Design: 3970 mucosal biopsies from 214 BE patients (M/F ratio: 170/44, mean age: 63 years, mean BE length: 5.7 cm), all of whom had a baseline endoscopy and at least one follow up endoscopy (mean follow up: 90.4 months), were evaluated in a blinded fashion for the presence, number (#), location (surface versus crypts) and type (typical versus atypical) of mitoses in both dysplastic and non-dysplastic epithelium. Weighted Cox regression model was used to assess mitoses and cancer outcome after adjustment for age, gender, and BE segment length. Wilcoxon rank sum test was used to evaluate mitoses and aneuploidy (Yes/No) and ploidy (≤2.7N and >2.7N), and tetraploidy (4N ≤6% and >6%).
Results: Both total # of surface mitoses and mean # of surface mitoses per crypt, in baseline biopsies, were both significantly associated with progression to AdCa (p<0.0001 for both comparisons). However, neither total, nor mean, # of crypt mitoses were associated with progression (p=0.8 for both comparisons). Regarding genomic instability measured by flow cytometry, a significant association was noted between surface mitoses and aneuploidy (p<0.0001), DNA ploidy (> 2.7N versus ≤2.7N, p=0.0001), and tetraploidy (4N ≤6% versus >6%, p<0.0001). However, no relationship was observed between crypt mitoses and aneuploidy.

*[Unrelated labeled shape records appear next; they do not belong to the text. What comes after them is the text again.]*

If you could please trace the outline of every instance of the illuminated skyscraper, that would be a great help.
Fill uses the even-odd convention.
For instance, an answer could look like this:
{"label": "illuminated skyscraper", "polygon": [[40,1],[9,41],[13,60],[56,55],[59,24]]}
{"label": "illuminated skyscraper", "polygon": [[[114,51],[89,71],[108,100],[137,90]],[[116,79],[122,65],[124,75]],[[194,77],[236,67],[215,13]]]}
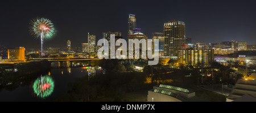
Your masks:
{"label": "illuminated skyscraper", "polygon": [[18,47],[14,49],[8,49],[8,59],[12,60],[25,60],[25,48]]}
{"label": "illuminated skyscraper", "polygon": [[[110,34],[115,34],[115,44],[117,40],[123,38],[122,37],[122,33],[120,32],[106,32],[102,33],[103,38],[105,38],[108,40],[109,41],[109,46],[110,47]],[[117,50],[116,49],[120,47],[117,46],[115,45],[115,50]],[[109,48],[109,54],[110,51],[110,48]]]}
{"label": "illuminated skyscraper", "polygon": [[71,51],[71,42],[70,40],[68,40],[68,41],[67,41],[67,52]]}
{"label": "illuminated skyscraper", "polygon": [[[159,43],[158,43],[158,46],[159,46],[159,56],[160,57],[161,57],[162,56],[164,55],[164,37],[163,36],[163,33],[152,33],[153,37],[152,37],[152,41],[154,43],[154,39],[158,39],[159,40]],[[153,44],[152,45],[152,48],[154,49],[154,45],[155,45]]]}
{"label": "illuminated skyscraper", "polygon": [[201,66],[203,63],[204,67],[209,67],[210,63],[214,61],[214,50],[191,48],[179,50],[177,60],[180,64]]}
{"label": "illuminated skyscraper", "polygon": [[82,52],[88,53],[88,44],[82,43]]}
{"label": "illuminated skyscraper", "polygon": [[184,50],[185,44],[185,23],[171,20],[164,24],[164,55],[177,56],[179,50]]}
{"label": "illuminated skyscraper", "polygon": [[[147,48],[147,37],[146,35],[144,34],[143,33],[141,33],[141,32],[135,32],[134,33],[131,33],[130,34],[129,37],[128,37],[128,39],[138,39],[139,40],[139,41],[140,41],[141,39],[144,39],[146,40],[146,47]],[[133,45],[133,49],[134,50],[133,51],[134,53],[134,56],[137,55],[137,54],[135,55],[135,54],[136,53],[136,51],[141,51],[140,50],[142,50],[142,44],[139,44],[139,50],[138,49],[135,49],[135,45]],[[130,51],[130,50],[129,50]],[[141,58],[141,55],[142,55],[142,52],[139,52],[139,56],[140,58]]]}
{"label": "illuminated skyscraper", "polygon": [[245,41],[238,42],[238,51],[247,50],[247,43]]}
{"label": "illuminated skyscraper", "polygon": [[88,53],[96,51],[96,36],[88,33]]}
{"label": "illuminated skyscraper", "polygon": [[129,18],[128,18],[128,30],[127,30],[127,37],[129,34],[133,33],[133,29],[136,28],[136,18],[135,18],[135,15],[129,14]]}

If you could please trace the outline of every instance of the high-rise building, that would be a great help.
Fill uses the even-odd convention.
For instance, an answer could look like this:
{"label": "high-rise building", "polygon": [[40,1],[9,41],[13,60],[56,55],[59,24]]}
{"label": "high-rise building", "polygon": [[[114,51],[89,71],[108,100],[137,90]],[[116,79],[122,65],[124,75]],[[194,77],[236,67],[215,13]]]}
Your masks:
{"label": "high-rise building", "polygon": [[193,48],[181,50],[179,51],[177,59],[180,64],[200,66],[203,63],[204,67],[207,67],[214,61],[214,50],[198,50]]}
{"label": "high-rise building", "polygon": [[130,34],[133,33],[133,31],[134,29],[136,28],[136,18],[135,18],[135,15],[129,14],[129,18],[128,18],[128,29],[127,29],[127,37]]}
{"label": "high-rise building", "polygon": [[230,49],[232,47],[232,42],[229,41],[221,42],[221,44],[225,45],[225,49]]}
{"label": "high-rise building", "polygon": [[115,38],[120,38],[122,37],[122,33],[120,32],[106,32],[102,33],[103,38],[108,40],[109,42],[110,41],[110,34],[115,34]]}
{"label": "high-rise building", "polygon": [[8,49],[8,59],[11,60],[25,60],[25,48],[17,47],[14,49]]}
{"label": "high-rise building", "polygon": [[[105,38],[108,40],[109,41],[109,46],[110,47],[110,34],[115,34],[115,44],[117,40],[122,39],[123,37],[122,37],[122,33],[120,32],[106,32],[102,33],[103,38]],[[121,46],[115,46],[115,51],[117,50],[117,49],[119,47]],[[110,54],[110,48],[109,48],[109,54]]]}
{"label": "high-rise building", "polygon": [[256,45],[247,45],[247,50],[256,50]]}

Conclusions: Surface epithelial mitoses are a morphologic biomarker of increased risk of progression to AdCa in patients with BE, and are significantly associated with genomic instability. The lack of association of crypt mitoses with these parameters supports the hypothesis that crypt mitoses are a component of the epithelial adaptation to acidic reflux, and may have a protective effect from progression to AdCa.